Ahok menjelaskan, berdasarkan hasil kajian BUMD DKI Jakarta yaitu PT Jakarta Propertindo (Jakpro) bahwa tidak mungkin perusahaan LRT bisa untung, bisa jual tiket murah, kalau perusahaan itu harus ikut membangun jalan layangnya.
"Kalau hanya membangun sinyal dan rolling stock, maka perusahaan hanya bisa memberi subsidi tiket sekitar Rp15.000," ujarnya.
Namun di sisi lain, Adhi Karya mengakui proyek ini layak dibangun seluruhnya karena mendapat pembiayaan dari perbankan.
"Dua perusahaan ini tidak ketemu, di mana satu perusahaan yakni BUMN mengaku bangun semua feasible dan satu lagi (Jakpro) tidak.

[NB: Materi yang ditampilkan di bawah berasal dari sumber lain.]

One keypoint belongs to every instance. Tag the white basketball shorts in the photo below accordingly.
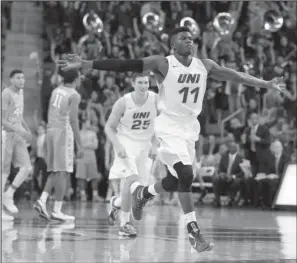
(137, 160)
(177, 137)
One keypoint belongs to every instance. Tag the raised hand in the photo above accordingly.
(278, 84)
(72, 61)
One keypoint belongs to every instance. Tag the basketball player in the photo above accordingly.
(130, 129)
(15, 135)
(62, 129)
(182, 83)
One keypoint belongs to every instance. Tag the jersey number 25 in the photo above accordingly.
(139, 124)
(57, 100)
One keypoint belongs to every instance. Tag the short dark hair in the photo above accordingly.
(69, 76)
(14, 72)
(136, 75)
(178, 30)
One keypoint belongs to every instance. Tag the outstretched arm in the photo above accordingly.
(151, 63)
(220, 73)
(113, 121)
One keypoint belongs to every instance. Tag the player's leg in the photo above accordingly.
(40, 204)
(21, 159)
(64, 164)
(60, 190)
(81, 177)
(126, 228)
(94, 176)
(6, 157)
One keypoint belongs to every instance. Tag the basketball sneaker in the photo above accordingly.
(113, 212)
(7, 201)
(40, 207)
(61, 216)
(139, 202)
(127, 230)
(196, 239)
(6, 217)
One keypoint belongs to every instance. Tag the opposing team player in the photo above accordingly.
(182, 83)
(62, 130)
(15, 136)
(130, 128)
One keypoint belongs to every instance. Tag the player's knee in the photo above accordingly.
(27, 169)
(170, 183)
(185, 176)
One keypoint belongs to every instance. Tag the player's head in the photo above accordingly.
(140, 82)
(276, 147)
(181, 41)
(71, 77)
(86, 124)
(17, 78)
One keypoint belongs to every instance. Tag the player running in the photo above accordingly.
(130, 128)
(15, 136)
(62, 130)
(182, 83)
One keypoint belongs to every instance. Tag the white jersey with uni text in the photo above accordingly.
(182, 91)
(138, 122)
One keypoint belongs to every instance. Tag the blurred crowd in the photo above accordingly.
(244, 163)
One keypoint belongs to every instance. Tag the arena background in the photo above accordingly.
(34, 34)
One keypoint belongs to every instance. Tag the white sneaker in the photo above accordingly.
(6, 217)
(40, 207)
(7, 201)
(62, 217)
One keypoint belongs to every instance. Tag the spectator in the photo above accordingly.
(267, 186)
(86, 167)
(229, 175)
(40, 173)
(256, 140)
(236, 128)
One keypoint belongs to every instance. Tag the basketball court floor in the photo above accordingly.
(240, 235)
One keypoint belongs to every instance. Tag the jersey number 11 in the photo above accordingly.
(57, 100)
(185, 92)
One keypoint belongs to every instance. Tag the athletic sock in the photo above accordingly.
(146, 193)
(125, 218)
(43, 197)
(133, 187)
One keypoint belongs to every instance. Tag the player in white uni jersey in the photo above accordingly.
(130, 128)
(182, 82)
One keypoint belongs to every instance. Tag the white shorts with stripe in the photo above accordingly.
(137, 160)
(177, 137)
(13, 151)
(59, 148)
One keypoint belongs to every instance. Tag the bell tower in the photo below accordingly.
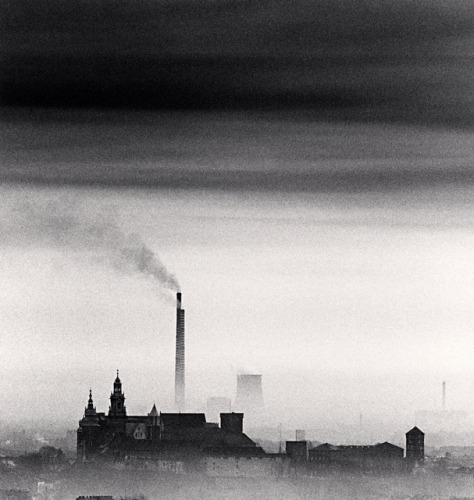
(117, 400)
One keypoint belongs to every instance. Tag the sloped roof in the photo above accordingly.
(415, 430)
(172, 421)
(388, 445)
(153, 412)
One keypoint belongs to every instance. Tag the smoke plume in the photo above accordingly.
(68, 227)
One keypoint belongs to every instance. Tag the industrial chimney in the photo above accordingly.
(179, 366)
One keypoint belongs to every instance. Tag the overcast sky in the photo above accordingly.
(303, 169)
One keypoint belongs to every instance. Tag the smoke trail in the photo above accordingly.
(67, 226)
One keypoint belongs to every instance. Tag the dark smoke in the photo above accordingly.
(68, 227)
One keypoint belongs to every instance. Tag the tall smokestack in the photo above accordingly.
(179, 366)
(444, 396)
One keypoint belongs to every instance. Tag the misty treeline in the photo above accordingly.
(69, 226)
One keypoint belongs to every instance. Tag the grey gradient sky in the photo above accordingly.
(304, 168)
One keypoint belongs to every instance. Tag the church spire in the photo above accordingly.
(90, 408)
(117, 400)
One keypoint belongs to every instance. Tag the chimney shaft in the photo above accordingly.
(180, 365)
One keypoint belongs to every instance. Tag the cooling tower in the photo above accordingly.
(249, 397)
(179, 388)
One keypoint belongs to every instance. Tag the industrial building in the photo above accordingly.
(415, 443)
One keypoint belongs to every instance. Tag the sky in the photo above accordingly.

Ini lucu," ujarnya.
Ia melanjutkan, persoalan ditambah jika dibangun di atas lahan milik Pemda DKI dan ternyata dikemudian hari pinjaman Adhi Karya macet maka siapa yang tanggungjawab.
"Kalau LRT jadi dibangun lalu mangkrak, dan perusahaan bilang Pemda harus beli. Kalau kita beli tentu kita pakai appraisal, dan perusahaan minta di atas harga appraisal. bisa tidak kami bayar? ya tidak bisa. Terus kami mau bangun, tidak bisa juga. Kan konyol," tegasnya.
Ia mengatakan, untuk mencapai sebuah layanan kereta dengan tiket murah, maka trasenya yang harus membangun adalah pemerintah. Untuk itu, Ahok mendorong Jakpro dan Adhi Karya bisa saling melakukan koreksi terkait hasil masing-masing studi soal LRT.
"Saya bilang kamu berdua berdebat deh, nanti lapor sama saya. Saya juga susah karena keduanya sudah ragu-ragu mana yang benar. Perlu kepastian bila kejadian terburuk, pemda DKI tidak harus menanggung beban harus mengambil alih aset seperti kasus monorel Jakarta," ujarnya.
Menurut catatan, Pemda DKI membangun untuk rute dalam kota, sedangkan Adhi Karya yang ditugasi pemerintah bertanggungjawab membangun infrastruktur dari luar kota dengan rute seperti Cibubur-Cawang, Bekasi Timur-Cawang, Cawang-Dukuh Atas, Cibubur-Bogor.
DKI Jakarta menyambut baik ide tersebut dan langsung meresponnya dengan mengevaluasi untuk izin pemanfaatan lahan terutama untuk lokasi Depo Kereta di daerah Cibubur, Jakarta Timur.
Rencana DKI membangun LRT khusus untuk rute di dalam kota Jakarta pada 7 koridor seperti rute Kemayoran Lama-Kelapa Gading. Adapun dana untuk membangun LRT, setiap 1 koridor diproyeksikan dibutuhkan dana sekitar Rp10 triliun.